Hardly a day goes by when I’m not asked one question or another about the working girls of downtown Lewiston.
You know the working girls. They stand on the corners along Pine and Ash, trying to look sexy in five layers of winter garb. They offer a sly glance as you drive by in the midwinter slush. Are you interested? Not interested? Are you a cop?
The people who write me have a variety of opinions about the working girls. Some are supportive — it’s the free market, after all, and the streetwalkers are just providing services that are in high demand.
Many despise the ladies, many pity them and many others are nothing but indifferent.
I got a letter in my mailbox last week that does absolutely nothing to add clarity to an already murky matter. It starts with a man of about 70 who, after the death of his wife, decided to take a walk on the wild side.
“He cashed in his life insurance,” the man’s daughter writes, “and said he wanted to have fun.”
Fun for a 70-year-old you might imagine would be golf or a cruise off the Alaskan coast. Fun for this fellow happens to be the shabby, exotic thrill of sex from strangers on the Lewiston streets.
“My elderly father has been with several girls and has spent thousands and thousands on these girls,” the daughter writes. “Over $15-20 thousand in less than a year.”
My initial reaction to this? Good for the randy coot, doing what he wants in his declining years. It’s his money, after all, and it’s not like he’s stepping out on the missus to get a little something on the side. This is a man who for seven decades did exactly what was expected of him.
“He was married for 41 years and my mom was his first girlfriend to my knowledge,” his daughter tells me. “He’s a good father, was a good supporter, and a real nice guy. It’s sad that he got so lonely to go to these types of girls.”
If you value liberty and freedom of choice, which I do, it’s hard to take a harsh stance on a lonely fellow paying for what makes him feel better.
But ah, prostitution is almost never so simple. Critics will invoke concepts like drug abuse, human trafficking and potential violence in the seedy underworld of the sex-for-money trade.
Maybe the old-timer knows the risks. Maybe he recognizes that life is short and getting shorter all the time, and what are a few risks compared to that? But it’s one thing to understand the consequences and another to suffer them directly.
“My father now has contracted genital herpes and there are no words to describe my feelings about this alone,” his daughter writes. “Who knows what he will get next.”
His family has yelled at him. Police have warned the man about his proclivities. His taste for the working girls goes on unabated and the tangled web gets more tangled still.
“Excuse this,” his daughter writes, “but he’s acting like a teenager who got laid for the first time. We had him checked for dementia and it was negative. The doctor says he has depression. He lied to the doctor saying he has had no contact with the girls. His STD test said otherwise. He also filed a false police report due to his credit credit company contacting him for suspicious activity. After the police investigated it showed he gave one of the working girls his card.”
The family would like to see police involved in a more effective crackdown on prostitution in downtown Lewiston. They’d like to see some arrests, even if one of those arrested is their own father.

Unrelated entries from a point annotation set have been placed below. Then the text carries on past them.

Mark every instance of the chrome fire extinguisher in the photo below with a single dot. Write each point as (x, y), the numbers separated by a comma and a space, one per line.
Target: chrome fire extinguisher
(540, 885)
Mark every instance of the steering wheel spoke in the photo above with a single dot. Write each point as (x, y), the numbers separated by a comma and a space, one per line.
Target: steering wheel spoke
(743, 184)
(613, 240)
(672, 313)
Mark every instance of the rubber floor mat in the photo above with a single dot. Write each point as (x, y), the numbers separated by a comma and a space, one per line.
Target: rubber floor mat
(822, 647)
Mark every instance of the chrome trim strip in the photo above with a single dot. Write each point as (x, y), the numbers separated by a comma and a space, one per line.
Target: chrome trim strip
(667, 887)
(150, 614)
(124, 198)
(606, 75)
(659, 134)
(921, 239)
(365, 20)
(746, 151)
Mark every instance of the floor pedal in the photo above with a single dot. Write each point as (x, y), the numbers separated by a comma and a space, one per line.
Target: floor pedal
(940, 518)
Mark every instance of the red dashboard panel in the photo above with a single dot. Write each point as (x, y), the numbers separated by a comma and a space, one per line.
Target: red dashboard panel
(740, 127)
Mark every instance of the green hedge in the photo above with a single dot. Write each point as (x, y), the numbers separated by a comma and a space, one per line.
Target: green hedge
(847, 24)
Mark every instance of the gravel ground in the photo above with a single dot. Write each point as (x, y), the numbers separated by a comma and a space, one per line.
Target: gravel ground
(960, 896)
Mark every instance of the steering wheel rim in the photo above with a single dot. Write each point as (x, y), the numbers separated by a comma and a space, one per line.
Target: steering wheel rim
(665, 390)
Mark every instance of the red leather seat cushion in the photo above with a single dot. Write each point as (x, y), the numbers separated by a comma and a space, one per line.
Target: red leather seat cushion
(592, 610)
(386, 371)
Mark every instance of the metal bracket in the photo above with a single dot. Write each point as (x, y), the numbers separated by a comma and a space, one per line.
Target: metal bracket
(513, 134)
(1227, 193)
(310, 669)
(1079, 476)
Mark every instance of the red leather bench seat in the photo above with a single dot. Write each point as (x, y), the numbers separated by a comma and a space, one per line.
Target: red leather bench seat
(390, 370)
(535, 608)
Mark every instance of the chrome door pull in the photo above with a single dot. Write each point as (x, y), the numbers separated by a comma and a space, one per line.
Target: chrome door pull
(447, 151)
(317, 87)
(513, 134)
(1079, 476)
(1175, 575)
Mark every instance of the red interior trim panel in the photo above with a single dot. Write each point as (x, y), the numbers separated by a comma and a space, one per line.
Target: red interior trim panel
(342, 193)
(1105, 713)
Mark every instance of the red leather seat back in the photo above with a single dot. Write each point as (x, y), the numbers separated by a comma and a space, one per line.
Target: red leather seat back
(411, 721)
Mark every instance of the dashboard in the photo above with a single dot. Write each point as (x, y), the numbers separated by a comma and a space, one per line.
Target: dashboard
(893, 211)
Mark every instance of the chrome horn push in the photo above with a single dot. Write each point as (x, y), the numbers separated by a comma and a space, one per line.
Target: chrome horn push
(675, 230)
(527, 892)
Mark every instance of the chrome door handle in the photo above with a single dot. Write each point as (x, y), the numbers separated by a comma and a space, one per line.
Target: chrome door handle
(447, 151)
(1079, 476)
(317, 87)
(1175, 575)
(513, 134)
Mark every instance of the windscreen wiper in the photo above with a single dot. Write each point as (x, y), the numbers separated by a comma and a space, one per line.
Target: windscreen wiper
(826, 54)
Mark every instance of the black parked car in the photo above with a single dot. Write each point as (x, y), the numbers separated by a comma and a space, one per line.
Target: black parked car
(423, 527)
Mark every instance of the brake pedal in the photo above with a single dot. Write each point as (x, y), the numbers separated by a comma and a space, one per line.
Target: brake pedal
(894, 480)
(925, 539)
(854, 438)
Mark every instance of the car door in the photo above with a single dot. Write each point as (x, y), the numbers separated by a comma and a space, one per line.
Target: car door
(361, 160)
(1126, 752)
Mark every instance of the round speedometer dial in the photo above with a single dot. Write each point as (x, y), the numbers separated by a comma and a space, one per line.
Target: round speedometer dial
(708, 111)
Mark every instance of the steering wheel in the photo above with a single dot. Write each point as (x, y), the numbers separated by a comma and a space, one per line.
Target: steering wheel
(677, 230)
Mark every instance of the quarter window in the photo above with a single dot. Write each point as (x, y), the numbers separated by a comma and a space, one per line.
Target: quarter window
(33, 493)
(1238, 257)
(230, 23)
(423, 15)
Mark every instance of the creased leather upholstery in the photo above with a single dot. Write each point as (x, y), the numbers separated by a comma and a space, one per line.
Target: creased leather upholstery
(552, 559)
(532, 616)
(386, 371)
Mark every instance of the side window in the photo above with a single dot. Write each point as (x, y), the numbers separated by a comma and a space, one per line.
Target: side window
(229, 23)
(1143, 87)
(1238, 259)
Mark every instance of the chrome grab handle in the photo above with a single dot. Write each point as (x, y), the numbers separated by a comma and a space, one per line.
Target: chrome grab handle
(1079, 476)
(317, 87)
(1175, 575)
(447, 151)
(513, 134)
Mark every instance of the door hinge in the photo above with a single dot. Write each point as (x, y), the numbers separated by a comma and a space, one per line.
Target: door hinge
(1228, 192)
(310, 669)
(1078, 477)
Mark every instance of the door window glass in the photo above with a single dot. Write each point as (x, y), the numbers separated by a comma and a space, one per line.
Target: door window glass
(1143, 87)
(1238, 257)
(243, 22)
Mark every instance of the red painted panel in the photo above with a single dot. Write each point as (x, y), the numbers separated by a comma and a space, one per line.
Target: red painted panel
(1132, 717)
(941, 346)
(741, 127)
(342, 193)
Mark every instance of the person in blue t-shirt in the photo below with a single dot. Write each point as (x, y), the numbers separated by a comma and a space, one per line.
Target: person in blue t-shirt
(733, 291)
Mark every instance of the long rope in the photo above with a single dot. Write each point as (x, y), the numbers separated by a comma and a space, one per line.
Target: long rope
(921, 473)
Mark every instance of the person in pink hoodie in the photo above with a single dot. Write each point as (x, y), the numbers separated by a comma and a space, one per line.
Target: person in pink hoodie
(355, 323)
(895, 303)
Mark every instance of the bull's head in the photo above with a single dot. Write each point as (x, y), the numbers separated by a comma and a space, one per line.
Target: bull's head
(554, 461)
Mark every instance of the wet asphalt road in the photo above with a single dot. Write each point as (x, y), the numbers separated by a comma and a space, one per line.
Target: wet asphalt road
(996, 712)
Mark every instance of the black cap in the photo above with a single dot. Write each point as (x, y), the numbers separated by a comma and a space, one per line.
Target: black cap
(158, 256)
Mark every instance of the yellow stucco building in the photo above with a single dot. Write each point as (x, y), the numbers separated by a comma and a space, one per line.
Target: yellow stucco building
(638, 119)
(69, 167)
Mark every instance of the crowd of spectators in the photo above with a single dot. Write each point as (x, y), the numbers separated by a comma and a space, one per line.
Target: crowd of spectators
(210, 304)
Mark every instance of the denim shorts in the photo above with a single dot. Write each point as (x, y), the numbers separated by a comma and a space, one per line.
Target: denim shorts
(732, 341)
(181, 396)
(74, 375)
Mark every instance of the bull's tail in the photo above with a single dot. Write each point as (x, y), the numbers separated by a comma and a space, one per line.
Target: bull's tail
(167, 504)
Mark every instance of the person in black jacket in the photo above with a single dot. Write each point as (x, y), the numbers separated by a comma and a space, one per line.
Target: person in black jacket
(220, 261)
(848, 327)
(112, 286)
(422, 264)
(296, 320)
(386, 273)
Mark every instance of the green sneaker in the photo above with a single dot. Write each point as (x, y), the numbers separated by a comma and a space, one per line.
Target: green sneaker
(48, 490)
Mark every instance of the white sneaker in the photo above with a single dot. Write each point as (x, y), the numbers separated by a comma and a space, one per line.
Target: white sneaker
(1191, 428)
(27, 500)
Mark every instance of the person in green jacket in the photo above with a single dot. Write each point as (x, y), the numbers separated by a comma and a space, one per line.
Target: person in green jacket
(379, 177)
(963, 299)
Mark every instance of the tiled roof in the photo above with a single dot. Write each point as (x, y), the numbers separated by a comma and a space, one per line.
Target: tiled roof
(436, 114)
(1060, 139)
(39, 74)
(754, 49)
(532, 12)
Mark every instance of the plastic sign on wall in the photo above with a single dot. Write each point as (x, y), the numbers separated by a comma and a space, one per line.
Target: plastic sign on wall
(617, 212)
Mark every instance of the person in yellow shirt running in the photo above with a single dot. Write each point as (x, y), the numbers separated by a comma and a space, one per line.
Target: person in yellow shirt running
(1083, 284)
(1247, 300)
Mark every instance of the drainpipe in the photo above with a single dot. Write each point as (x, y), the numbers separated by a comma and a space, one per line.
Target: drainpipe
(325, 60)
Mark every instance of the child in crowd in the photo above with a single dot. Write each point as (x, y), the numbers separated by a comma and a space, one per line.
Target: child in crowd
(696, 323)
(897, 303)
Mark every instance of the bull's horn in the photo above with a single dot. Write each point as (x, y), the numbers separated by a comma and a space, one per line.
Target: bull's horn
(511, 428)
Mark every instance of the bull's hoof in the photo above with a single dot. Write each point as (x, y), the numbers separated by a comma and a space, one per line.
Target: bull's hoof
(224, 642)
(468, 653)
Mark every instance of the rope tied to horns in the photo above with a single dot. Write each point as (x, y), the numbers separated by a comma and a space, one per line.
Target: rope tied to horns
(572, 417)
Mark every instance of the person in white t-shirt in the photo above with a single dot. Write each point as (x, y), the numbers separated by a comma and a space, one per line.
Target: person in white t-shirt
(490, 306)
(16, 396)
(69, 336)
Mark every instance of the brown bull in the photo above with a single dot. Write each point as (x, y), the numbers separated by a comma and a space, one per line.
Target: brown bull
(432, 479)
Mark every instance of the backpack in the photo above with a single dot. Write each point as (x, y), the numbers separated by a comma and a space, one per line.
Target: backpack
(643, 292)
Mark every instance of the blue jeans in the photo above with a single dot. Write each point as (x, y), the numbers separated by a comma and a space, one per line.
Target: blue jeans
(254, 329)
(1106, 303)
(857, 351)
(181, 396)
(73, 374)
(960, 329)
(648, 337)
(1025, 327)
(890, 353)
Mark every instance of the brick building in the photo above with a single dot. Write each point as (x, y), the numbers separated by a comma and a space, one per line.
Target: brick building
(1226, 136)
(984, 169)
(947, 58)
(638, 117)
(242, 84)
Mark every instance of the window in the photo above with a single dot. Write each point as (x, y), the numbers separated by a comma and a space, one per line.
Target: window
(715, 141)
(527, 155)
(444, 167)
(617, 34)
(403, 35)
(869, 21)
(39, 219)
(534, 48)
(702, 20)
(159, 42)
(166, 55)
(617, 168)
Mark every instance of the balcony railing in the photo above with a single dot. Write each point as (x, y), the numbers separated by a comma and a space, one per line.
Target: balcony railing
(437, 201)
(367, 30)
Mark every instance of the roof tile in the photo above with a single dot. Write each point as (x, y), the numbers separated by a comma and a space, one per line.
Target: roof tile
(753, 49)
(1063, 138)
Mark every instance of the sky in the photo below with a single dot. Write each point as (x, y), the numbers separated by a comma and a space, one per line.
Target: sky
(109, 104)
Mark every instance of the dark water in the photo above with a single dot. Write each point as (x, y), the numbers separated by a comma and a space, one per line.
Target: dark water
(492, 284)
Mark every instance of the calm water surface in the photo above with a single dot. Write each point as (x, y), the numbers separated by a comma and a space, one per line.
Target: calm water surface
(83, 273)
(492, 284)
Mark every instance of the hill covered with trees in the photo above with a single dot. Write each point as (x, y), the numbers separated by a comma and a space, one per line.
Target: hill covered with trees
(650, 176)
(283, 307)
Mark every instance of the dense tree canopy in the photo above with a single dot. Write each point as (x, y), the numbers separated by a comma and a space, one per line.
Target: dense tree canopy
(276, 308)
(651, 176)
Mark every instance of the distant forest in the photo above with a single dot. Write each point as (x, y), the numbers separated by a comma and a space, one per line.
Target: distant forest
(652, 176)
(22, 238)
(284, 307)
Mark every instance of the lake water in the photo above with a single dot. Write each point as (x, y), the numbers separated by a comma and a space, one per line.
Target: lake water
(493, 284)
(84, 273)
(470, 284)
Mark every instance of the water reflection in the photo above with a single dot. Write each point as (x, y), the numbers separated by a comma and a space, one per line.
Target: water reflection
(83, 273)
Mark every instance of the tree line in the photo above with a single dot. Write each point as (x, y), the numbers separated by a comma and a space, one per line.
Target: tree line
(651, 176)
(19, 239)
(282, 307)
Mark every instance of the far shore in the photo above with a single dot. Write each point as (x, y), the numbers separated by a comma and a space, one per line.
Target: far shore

This ain’t “Pretty Woman,” clearly. Chances are almost nil that this fellow is going to find true love out there in the dirty slush of Pine Street — not love without the ever-dangling price tag, anyway.
“We monitored his calls for a while and one particular girl would call him 40 times a day,” his daughter writes. “We reported this to adult protective services last year and there was nothing they could do. If he wants to give her money that’s his choice. We do control his money to a certain extent, but our hands are tied. We have told him: you know, if you stop giving her money she’ll stop calling you. He doesn’t believe it.”
So who’s right and who’s wrong here? Who in this sordid story should be punished for what both government and church have declared a sin?
I ask only to give you something to think about on your slushy ride to work. Something to consider as you ponder your own retirement years — and the matter of what you’ll do to fill those empty hours when they come for you.